Cohen has been involved in real estate ventures in Manhattan, including the purchase and sale of four apartment buildings between 2011 and 2014. The total purchase price of the four buildings was $11 million and the total sales price was $32 million. Cohen sold the four properties at above their assessed values, in all-cash transactions, to LLCs owned by persons whose identities are not public. After this was reported by McClatchy DC in October 2017, Cohen said that all four properties were purchased by an American-owned "New York real estate family fund" that paid cash for the properties in order to obtain a tax-deferred (Section 1031) exchange, but did not specifically identify the buyer.

In 2015, Cohen purchased an Upper East Side apartment building for $58 million.

===Politics===
Cohen volunteered for the 1988 presidential campaign of Michael Dukakis. He was also an intern for Congressman Joe Moakley and voted for Barack Obama in 2008, although he later stated that he became disappointed with Obama.

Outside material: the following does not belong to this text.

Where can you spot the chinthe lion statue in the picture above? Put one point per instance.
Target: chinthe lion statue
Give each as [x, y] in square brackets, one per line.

In 2003, he unsuccessfully ran as a Republican for the New York City Council's 4th council district. (a Manhattan district). Cohen received 4,205 votes and was defeated by Democratic candidate Eva S. Moskowitz, who received 13,745 votes. In 2010, Cohen briefly campaigned for a seat in the New York State Senate. He was a registered Democrat until he officially registered as a Republican on March 9, 2017. On October 11, 2018, Cohen re-registered as a Democrat to distance "himself from the values of the current" administration.

===Donald Trump===
Cohen joined the Trump Organization in late 2006. Trump hired him in part because he was already an admirer of Trump, having read Trump's The Art of the Deal twice. He had purchased several Trump properties and convinced his own parents and in-laws, as well as a business partner, to buy condominiums in Trump World Tower. Cohen aided Trump in his struggle with the condominium board at the Trump World Tower, which led Trump to obtain control of the board. Cohen became a close confidant to Trump, maintaining an office near him at Trump Tower. However, Cohen, who continued to serve as a lawyer for other clients, was not employed by the Trump Organization's legal department and instead answered directly to Trump as a personal lawyer.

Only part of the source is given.